An emerging livestock disease caused by the Schmallenberg virus that was first detected in Germany late last year has been causing deformities in newborn lambs, goat kids and calves on farms in Belgium, Germany, the Netherlands, and now the UK.
Schmallenberg – named after the place in Germany where the first sample of the virus was identified – causes deformities and still births in sheep, goats and cattle but does not have major clinical signs in adult animals, making it quite difficult to spot.
Schmallenberg virus was first identified in the UK on 22 January 2012 and by 31 January was identified on 11 farms in the South East of England (Suffolk, Norfolk, Kent, Essex and East Sussex). So far it has been identified in newborn and stillborn lambs with limb and spinal deformities. Larger numbers of lambs and a few calves have already been affected elsewhere in Northern Europe. The congenital defects that are being seen now are caused by infection of the pregnant ewes or cows late last year so there is nothing that can be done to prevent them. However, we must still be concerned about the possibility that the virus will survive through the winter to cause future infections.
So far the disease has had only a limited impact in the UK, with cases found during early lambing, so it is difficult to say with certainty what percentage of lambs or calves will be affected by the virus this year. Recent experience by veterinary colleagues in mainland Europe shows that up to 25% of lambs born in a one infected flock had significant or severe congenital defects of their limbs or central nervous system.
Professor Peter Mertens, head of the Vector-borne Diseases Programme at the Institute for Animal Health said "We will study this disease and the virus that causes it in a number of ways. One major priority is to put in place reliable test systems, so that we can detect the genomic RNA of the virus and virus specific antibodies. This will allow us, to test and identify infected animals or insects, as well as helping Defra, AHVLA and other stakeholders with what might end up being quite a high volume of samples from suspected cases."
Researchers at the Institute are working with colleagues elsewhere in Europe. In particular the Friedrich Loeffler Institute has already provided the nucleic acid based assay (Real-time RT-PCR) which is being implemented by the IAH Non-Vesicular Reference Laboratory, which also tests for bluetongue, African horse sickness, and African swine fever, among others.
The pattern of transmission of this disease is in some ways similar to that of bluetongue, which is caused by an unrelated virus that is carried by biting midges. It is currently thought likely but not yet confirmed that Schmallenberg virus can be transmitted by the same insect species. IAH has colonies of midges and mosquitoes that will be used to confirm if the virus does indeed infect these insects, which can then transmit it between animals.

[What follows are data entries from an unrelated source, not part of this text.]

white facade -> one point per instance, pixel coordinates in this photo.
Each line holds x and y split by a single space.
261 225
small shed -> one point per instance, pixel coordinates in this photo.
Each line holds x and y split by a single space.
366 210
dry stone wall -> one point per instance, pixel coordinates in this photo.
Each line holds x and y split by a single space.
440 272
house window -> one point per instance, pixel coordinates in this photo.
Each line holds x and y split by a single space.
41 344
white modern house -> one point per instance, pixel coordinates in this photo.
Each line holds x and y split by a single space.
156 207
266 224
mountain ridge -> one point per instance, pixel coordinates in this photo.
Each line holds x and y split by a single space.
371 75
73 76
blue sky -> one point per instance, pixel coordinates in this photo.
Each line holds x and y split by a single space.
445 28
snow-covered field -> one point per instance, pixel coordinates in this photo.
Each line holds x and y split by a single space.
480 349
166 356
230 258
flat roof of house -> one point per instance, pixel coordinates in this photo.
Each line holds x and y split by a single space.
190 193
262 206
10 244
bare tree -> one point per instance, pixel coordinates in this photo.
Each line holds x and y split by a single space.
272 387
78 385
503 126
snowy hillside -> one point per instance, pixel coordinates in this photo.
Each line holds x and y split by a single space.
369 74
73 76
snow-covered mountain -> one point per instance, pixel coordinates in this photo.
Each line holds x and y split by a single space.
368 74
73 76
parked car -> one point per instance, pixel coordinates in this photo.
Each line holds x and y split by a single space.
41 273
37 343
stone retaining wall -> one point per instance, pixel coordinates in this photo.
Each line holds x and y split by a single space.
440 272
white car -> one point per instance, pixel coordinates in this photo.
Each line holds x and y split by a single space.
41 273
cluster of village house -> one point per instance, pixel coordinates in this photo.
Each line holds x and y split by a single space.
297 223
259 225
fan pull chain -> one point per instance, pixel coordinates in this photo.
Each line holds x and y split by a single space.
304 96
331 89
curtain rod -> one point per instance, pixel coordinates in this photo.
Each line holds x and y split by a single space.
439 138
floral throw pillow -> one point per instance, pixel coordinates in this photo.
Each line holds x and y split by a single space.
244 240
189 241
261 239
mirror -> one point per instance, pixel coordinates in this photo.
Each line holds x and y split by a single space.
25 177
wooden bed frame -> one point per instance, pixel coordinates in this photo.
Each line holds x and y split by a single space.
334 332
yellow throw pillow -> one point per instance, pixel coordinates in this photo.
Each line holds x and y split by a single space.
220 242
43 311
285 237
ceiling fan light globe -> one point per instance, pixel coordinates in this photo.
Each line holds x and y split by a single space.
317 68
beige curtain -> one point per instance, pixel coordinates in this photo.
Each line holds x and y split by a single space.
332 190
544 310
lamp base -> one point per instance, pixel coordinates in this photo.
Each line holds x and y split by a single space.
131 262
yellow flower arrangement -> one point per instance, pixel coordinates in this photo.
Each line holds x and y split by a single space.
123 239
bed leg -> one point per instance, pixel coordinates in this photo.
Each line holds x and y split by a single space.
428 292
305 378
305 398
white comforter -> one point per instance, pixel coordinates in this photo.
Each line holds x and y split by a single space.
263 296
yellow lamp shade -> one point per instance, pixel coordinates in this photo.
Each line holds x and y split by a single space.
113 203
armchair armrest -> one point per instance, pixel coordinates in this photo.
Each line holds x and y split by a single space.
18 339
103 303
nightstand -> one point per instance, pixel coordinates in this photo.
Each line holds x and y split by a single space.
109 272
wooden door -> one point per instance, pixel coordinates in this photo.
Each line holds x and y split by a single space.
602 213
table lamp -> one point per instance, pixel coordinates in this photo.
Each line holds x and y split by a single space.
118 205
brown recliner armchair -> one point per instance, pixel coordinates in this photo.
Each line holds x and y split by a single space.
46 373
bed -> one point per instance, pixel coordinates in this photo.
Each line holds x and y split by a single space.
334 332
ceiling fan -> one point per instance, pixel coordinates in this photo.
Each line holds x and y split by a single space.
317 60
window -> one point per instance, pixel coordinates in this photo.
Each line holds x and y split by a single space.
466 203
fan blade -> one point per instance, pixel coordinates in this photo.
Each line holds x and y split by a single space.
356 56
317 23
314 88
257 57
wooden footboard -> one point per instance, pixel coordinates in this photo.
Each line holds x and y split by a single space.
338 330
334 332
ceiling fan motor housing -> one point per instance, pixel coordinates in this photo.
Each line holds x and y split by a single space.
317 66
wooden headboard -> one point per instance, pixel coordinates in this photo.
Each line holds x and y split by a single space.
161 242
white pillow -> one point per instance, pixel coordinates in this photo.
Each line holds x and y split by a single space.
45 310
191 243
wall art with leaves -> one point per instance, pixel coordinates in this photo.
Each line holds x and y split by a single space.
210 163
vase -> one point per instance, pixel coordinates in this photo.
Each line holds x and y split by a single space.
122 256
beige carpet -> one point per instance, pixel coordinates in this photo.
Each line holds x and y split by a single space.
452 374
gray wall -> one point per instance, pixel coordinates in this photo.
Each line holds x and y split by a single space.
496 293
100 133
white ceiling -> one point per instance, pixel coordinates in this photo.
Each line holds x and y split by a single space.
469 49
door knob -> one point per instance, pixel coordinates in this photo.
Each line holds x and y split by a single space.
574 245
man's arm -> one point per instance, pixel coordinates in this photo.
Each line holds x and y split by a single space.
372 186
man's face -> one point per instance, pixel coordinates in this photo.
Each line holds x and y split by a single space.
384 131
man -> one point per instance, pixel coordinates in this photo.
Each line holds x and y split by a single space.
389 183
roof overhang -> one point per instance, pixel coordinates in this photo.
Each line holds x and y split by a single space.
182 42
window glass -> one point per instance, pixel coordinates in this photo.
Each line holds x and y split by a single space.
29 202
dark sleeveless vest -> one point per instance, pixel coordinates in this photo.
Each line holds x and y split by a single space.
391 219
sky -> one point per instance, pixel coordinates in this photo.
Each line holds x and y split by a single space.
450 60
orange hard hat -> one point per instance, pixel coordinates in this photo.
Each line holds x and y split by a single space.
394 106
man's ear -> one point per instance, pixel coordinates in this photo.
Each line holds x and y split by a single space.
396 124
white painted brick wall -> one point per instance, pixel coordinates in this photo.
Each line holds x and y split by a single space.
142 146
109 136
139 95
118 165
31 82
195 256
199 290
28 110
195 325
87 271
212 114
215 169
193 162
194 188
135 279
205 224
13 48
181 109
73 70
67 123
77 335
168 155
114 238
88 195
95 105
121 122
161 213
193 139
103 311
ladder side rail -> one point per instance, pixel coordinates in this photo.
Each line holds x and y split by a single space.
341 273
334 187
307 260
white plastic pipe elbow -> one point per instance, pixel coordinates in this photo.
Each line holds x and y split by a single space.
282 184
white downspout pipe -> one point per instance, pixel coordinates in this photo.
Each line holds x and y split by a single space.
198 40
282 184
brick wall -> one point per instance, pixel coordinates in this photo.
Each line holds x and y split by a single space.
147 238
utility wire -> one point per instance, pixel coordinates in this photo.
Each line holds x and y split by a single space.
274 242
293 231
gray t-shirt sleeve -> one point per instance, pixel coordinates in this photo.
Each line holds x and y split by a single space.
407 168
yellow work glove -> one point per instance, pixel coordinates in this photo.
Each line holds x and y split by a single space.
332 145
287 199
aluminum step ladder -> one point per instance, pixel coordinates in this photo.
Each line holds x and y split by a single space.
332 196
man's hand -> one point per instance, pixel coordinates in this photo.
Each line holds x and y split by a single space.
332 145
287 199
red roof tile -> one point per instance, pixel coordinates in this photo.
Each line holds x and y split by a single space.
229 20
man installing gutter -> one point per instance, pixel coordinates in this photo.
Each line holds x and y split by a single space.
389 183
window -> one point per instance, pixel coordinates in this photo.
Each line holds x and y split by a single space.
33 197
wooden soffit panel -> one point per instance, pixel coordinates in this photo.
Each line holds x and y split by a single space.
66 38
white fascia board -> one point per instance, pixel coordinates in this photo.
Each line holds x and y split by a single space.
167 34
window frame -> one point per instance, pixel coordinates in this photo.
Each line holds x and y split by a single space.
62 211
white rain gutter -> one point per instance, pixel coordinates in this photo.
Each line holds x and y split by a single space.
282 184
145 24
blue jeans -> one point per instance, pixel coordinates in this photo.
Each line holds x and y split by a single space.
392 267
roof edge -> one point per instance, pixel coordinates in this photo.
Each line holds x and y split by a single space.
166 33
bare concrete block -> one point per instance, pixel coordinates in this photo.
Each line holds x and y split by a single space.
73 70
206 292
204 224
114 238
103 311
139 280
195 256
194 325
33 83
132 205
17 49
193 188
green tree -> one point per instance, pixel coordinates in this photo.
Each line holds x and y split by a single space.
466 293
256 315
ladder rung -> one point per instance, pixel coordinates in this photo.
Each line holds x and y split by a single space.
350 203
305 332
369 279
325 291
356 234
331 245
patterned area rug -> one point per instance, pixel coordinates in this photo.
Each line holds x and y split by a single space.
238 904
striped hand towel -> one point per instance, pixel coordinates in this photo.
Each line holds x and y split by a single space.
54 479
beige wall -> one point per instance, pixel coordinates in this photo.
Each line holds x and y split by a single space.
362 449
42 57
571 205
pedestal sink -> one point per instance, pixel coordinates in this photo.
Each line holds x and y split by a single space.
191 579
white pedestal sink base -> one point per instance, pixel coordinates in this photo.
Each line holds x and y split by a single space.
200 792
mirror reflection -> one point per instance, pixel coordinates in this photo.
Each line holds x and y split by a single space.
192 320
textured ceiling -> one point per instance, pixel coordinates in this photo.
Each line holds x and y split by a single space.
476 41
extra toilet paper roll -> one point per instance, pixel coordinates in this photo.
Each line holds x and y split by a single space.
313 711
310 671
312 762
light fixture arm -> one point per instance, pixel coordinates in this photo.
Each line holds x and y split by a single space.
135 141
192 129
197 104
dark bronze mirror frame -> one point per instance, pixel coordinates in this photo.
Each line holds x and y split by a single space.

Dr Simon Carpenter, research leader in entomology at IAH said "Samples of the virus have just arrived at Pirbright from colleagues in Germany. Using Insects from our colonies we will be able to see if midges or mosquitoes can become infected by Schmallenberg virus. This will allow us to tailor our advice to a wide range of stakeholders, including livestock owners who could be affected by the virus in 2012 and also to understand some of the factors driving the outbreaks."
If Schmallenberg is confirmed as a midge-borne virus, IAH’s expertise and experience concerning the epidemiology of bluetongue virus will be invaluable. It was thanks to the combination of disciplines including virology, entomology, meteorology, and mathematics at the Institute that the arrival of bluetongue in the UK in 2007 was predicted, allowing for measures to be put in place to prevent a major outbreak – work that is estimated to have saved the UK economy £485 million. IAH and the Met Office are already collaborating in the planning stages of work concerning Schmallenberg virus.
Dr Simon Gubbins, research leader in Mathematical Biology said "If Schmallenberg is midge-borne – and it does look likely that it is – we can begin to learn more about how it is passed on. That helps us in two important ways: it means we can make predictions about how it might spread in the future and therefore consider whether there are suitable control methods which may lessen the impact. It will also tell us something about where it came from.
"When a new disease emerges like this, it is an opportunity for us to understand what has happened, allowing a virus to change so that, for example, it infects a new species, or is more infectious than before. Schmallenberg has been a complete surprise but by studying it, we hope that in the future we will be better placed to predict the scenarios where new diseases might emerge."
It will now be a matter of waiting to see how seriously the UK and Europe are affected by this disease and in the meantime IAH and colleagues across Europe will be working to learn as much as possible about how to detect and control its spread.